Another factor contributing to Candy’s popularity is film adaptation. In 1964, Candy, was published in North America by G.P. Putnam’s Sons, in hardcover. Four years later, the story was made into an all-star film by Christian Marquand, starring Ewa Aulin, Marlon Brando, Richard Burton, Ringo Starr, Walter Matthau, James Coburn, Charles Aznavour, John Astin, John Huston, Anita Pallenberg and Enrico Maria Salerno. It quickly became a cult film, despite a disappointing introduction in the US, but with a great run throughout Europe. The DVD is also quite scarce.
Later on came favorable criticism. In 2006, Playboy Magazine listed Candy among the “25 Sexiest Novels Ever Written,” and described the story as a “young heroine’s picaresque travels, a kind of sexual pinball machine that lights up academia, gardeners, the medical profession, mystics and bohemians.” Neil Southern, in his 2004 book, The Candy Men: The Rollicking Life and Times of the Notorious Novel Candy, tells the story of the book, the men behind it, and the furor that it caused. Terry’s son got the idea for his book after reading a letter to his father from a British barrister advising how, (even in 1968), the only way Candy could appear in England would be to undergo a “pornectomy” – eliminating about eight instances of what was considered “indecency.”
Looking onward, the collectability of Candy is bound to grow.
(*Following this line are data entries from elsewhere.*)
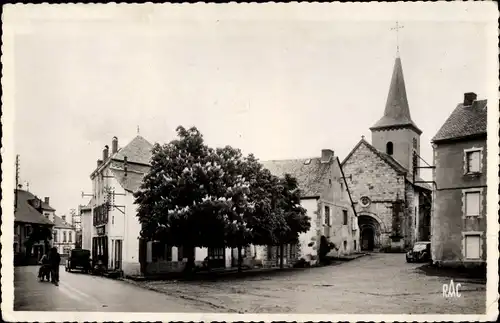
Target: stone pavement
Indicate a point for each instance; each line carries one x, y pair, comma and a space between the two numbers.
374, 284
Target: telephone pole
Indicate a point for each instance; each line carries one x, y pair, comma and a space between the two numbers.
17, 183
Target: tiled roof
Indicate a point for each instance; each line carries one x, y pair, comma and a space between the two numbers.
391, 162
310, 173
139, 150
131, 182
464, 121
397, 111
27, 213
60, 223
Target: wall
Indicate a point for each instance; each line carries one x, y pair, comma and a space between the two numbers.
368, 175
448, 224
402, 140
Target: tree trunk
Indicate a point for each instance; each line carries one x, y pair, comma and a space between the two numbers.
240, 259
281, 255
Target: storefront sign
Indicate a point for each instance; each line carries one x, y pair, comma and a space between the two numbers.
101, 231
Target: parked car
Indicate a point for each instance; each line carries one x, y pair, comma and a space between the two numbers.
79, 259
421, 252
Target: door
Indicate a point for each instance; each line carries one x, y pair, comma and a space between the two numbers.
118, 254
367, 239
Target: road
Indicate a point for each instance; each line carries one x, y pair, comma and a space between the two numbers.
374, 284
80, 292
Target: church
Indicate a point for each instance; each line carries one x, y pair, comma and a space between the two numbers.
392, 202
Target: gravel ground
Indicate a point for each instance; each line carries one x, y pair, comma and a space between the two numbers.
374, 284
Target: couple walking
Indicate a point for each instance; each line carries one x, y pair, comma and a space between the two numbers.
50, 266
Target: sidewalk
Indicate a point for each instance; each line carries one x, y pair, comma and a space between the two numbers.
233, 272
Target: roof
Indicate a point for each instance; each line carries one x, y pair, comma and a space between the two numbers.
464, 121
309, 172
27, 213
139, 150
131, 182
391, 162
397, 111
60, 223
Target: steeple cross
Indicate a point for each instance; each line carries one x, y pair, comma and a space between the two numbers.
397, 28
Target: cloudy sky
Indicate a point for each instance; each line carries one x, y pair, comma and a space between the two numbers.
278, 81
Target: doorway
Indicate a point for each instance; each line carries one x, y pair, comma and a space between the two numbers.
367, 239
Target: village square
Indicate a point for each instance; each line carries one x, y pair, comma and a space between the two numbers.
396, 223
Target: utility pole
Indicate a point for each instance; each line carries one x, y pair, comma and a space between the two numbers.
17, 183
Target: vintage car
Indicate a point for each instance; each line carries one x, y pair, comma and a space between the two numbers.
79, 259
421, 252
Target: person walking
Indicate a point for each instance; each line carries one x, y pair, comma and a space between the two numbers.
54, 262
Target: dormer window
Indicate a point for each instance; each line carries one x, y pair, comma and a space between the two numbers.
389, 148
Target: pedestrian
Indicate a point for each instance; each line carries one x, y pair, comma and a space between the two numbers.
54, 262
44, 271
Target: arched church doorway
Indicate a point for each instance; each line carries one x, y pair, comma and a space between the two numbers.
369, 233
367, 239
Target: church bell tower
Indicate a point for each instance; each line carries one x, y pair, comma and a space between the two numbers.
395, 133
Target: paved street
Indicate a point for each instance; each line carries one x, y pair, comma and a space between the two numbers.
377, 283
79, 292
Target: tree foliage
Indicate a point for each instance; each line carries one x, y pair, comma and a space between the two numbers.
198, 196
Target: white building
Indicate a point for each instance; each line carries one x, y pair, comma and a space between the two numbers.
115, 227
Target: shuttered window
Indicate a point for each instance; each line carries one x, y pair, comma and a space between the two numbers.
472, 246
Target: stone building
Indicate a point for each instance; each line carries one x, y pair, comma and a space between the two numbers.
325, 196
459, 212
31, 223
391, 200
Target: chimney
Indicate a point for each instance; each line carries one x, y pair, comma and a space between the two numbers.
469, 97
326, 155
114, 145
105, 153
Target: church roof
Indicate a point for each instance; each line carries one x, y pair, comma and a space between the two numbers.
397, 111
400, 169
464, 121
25, 212
310, 173
137, 151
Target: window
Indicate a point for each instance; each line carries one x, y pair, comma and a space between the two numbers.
160, 251
327, 215
472, 246
473, 161
472, 203
389, 148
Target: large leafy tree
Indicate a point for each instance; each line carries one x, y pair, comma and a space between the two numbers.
196, 196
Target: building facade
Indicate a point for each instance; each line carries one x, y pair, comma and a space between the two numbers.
392, 202
30, 227
326, 198
459, 212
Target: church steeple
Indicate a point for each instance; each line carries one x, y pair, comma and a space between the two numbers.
397, 111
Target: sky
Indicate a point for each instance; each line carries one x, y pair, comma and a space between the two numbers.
279, 82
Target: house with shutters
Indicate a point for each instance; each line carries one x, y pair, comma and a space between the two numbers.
113, 231
392, 202
459, 212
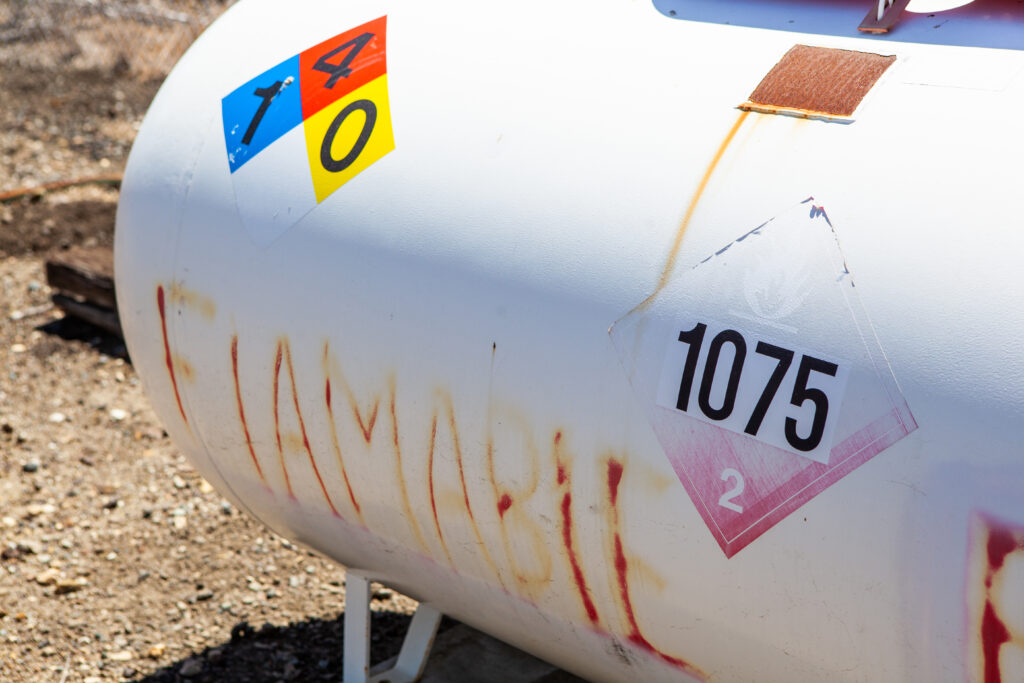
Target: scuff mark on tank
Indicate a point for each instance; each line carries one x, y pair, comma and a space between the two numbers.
302, 425
402, 488
242, 410
367, 432
276, 419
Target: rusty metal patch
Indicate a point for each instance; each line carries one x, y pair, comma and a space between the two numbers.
818, 82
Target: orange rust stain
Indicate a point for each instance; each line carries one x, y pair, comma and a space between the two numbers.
820, 80
406, 505
302, 425
670, 263
334, 429
635, 636
186, 369
168, 360
579, 578
276, 419
242, 410
457, 445
504, 503
430, 483
503, 499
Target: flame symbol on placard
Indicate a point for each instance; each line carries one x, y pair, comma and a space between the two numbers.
777, 286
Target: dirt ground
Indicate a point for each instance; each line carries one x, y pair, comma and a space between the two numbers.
117, 560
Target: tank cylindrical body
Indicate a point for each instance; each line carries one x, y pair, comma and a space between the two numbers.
519, 313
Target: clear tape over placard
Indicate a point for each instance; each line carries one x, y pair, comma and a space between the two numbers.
762, 376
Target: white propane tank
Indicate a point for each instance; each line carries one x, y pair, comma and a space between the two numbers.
536, 312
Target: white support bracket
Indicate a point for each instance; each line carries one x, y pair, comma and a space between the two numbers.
415, 649
882, 17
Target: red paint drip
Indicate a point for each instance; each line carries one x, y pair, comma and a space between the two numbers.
242, 410
504, 504
302, 429
344, 473
993, 635
1000, 544
622, 574
161, 305
276, 420
368, 429
614, 477
581, 581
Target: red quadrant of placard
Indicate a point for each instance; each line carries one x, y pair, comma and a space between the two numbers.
363, 51
775, 482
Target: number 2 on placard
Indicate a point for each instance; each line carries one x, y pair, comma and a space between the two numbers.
726, 500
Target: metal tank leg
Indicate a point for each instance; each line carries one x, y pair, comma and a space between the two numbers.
415, 649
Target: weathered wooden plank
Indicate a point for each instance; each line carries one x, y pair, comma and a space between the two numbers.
86, 274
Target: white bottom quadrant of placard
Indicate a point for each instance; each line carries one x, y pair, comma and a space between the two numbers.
784, 283
274, 189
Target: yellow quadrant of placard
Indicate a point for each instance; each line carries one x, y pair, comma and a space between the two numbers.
345, 122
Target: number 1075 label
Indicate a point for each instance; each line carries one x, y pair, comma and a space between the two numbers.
773, 392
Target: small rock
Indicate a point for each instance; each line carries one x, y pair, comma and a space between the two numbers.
47, 578
192, 667
30, 547
37, 509
70, 586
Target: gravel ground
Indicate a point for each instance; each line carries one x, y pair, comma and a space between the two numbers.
117, 560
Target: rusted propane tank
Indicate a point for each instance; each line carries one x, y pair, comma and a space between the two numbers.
663, 348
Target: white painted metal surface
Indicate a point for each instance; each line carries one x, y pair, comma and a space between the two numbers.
455, 370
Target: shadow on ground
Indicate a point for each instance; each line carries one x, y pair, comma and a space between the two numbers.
307, 650
74, 329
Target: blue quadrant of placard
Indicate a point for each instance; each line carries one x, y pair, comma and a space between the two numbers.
240, 108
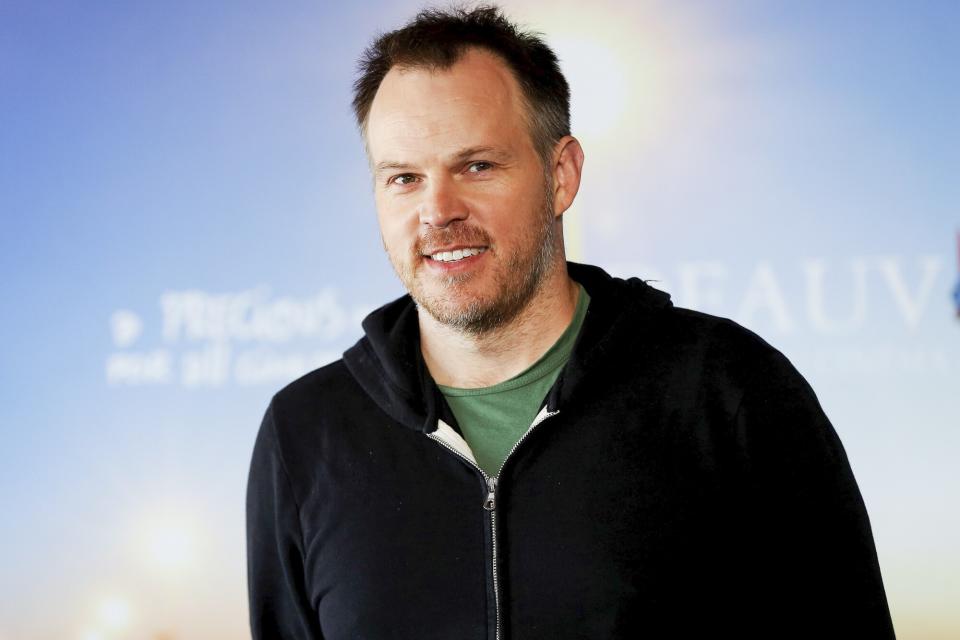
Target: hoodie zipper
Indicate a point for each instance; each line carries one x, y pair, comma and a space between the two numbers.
490, 502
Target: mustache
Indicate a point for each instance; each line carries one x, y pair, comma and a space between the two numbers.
433, 239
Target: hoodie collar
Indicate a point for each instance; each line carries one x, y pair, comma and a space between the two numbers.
388, 364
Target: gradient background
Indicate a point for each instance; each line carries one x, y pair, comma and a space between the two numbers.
167, 168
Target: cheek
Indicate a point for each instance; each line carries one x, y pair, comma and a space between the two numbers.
398, 234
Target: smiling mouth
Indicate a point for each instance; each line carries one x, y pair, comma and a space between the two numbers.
458, 254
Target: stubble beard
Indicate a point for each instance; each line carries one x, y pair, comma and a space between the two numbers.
452, 304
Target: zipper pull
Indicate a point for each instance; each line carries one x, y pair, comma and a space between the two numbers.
490, 503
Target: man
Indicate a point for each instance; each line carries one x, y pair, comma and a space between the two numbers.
525, 447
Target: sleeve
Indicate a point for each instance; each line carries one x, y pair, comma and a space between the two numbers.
279, 605
814, 567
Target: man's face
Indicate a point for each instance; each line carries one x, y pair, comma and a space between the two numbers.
455, 169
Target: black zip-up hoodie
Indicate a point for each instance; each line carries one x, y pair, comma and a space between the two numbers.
681, 481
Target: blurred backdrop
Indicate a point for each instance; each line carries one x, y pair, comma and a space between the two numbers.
188, 225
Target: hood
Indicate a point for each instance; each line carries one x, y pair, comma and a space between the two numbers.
388, 364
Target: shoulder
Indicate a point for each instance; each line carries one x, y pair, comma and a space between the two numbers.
720, 354
304, 408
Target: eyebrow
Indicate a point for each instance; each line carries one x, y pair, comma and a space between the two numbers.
460, 156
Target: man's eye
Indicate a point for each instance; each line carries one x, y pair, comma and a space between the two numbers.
403, 179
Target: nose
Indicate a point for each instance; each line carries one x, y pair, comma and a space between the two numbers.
442, 204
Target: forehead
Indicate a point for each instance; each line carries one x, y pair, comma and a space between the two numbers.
475, 102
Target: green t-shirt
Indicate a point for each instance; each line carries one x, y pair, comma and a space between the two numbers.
494, 418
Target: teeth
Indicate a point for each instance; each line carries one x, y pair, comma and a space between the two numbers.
459, 254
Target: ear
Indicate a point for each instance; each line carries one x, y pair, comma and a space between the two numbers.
567, 168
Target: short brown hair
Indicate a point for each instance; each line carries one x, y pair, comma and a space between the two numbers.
437, 39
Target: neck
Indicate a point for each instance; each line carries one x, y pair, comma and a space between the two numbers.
457, 359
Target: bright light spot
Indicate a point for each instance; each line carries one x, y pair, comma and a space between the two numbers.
114, 613
126, 327
168, 542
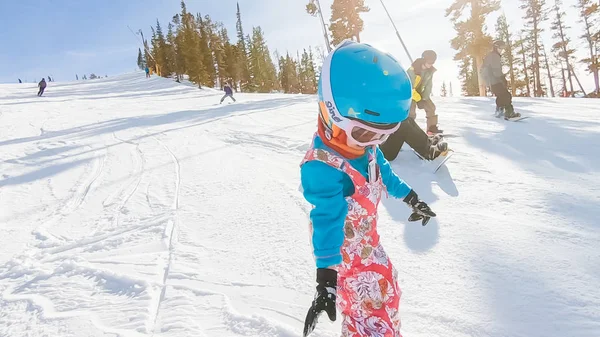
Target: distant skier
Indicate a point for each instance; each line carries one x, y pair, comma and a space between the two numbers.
428, 147
42, 86
228, 93
496, 80
421, 76
344, 176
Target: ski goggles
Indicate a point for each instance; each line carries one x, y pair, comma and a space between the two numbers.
359, 133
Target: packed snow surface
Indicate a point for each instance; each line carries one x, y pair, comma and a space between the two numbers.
141, 207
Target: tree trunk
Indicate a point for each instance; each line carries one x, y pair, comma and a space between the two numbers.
526, 75
577, 79
479, 64
562, 74
548, 70
536, 63
594, 62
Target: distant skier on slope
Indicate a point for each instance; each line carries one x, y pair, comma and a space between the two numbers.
421, 76
496, 80
42, 86
228, 93
429, 147
344, 175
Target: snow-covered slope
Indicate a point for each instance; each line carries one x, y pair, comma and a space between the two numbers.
137, 207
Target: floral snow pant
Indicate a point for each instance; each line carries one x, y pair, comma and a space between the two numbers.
368, 295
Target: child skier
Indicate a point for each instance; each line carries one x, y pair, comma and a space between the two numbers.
496, 80
421, 76
42, 86
228, 93
364, 94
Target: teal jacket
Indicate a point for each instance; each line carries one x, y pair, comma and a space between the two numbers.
326, 188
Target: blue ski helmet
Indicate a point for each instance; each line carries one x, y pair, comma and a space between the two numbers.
363, 83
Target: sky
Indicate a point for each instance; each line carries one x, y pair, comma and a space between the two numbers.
62, 38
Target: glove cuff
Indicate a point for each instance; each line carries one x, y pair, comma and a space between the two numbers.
412, 198
326, 275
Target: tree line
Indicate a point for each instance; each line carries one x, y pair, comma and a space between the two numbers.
200, 48
533, 66
530, 62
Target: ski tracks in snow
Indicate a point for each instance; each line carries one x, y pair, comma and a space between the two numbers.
169, 239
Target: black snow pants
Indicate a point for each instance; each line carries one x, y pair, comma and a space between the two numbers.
503, 97
225, 96
409, 132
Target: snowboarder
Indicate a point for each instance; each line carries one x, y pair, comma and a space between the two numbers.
344, 175
429, 147
228, 93
496, 80
42, 86
421, 76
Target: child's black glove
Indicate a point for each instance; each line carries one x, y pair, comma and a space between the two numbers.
421, 210
324, 299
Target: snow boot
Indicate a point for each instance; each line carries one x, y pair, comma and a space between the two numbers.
499, 112
510, 113
433, 130
438, 149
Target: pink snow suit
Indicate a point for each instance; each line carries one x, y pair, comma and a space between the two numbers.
368, 294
The book has been recognized as the most popular “dirty” book in Europe, during the time when the Supreme Court in the USA was struggling with the definition of sex. Paris was the only place you could print “dirty” books in English at that time, and to actually be censored in France, is quite an achievement! As psychologist Carl Jung first contended: “what you resist not only persists, but will grow in size.”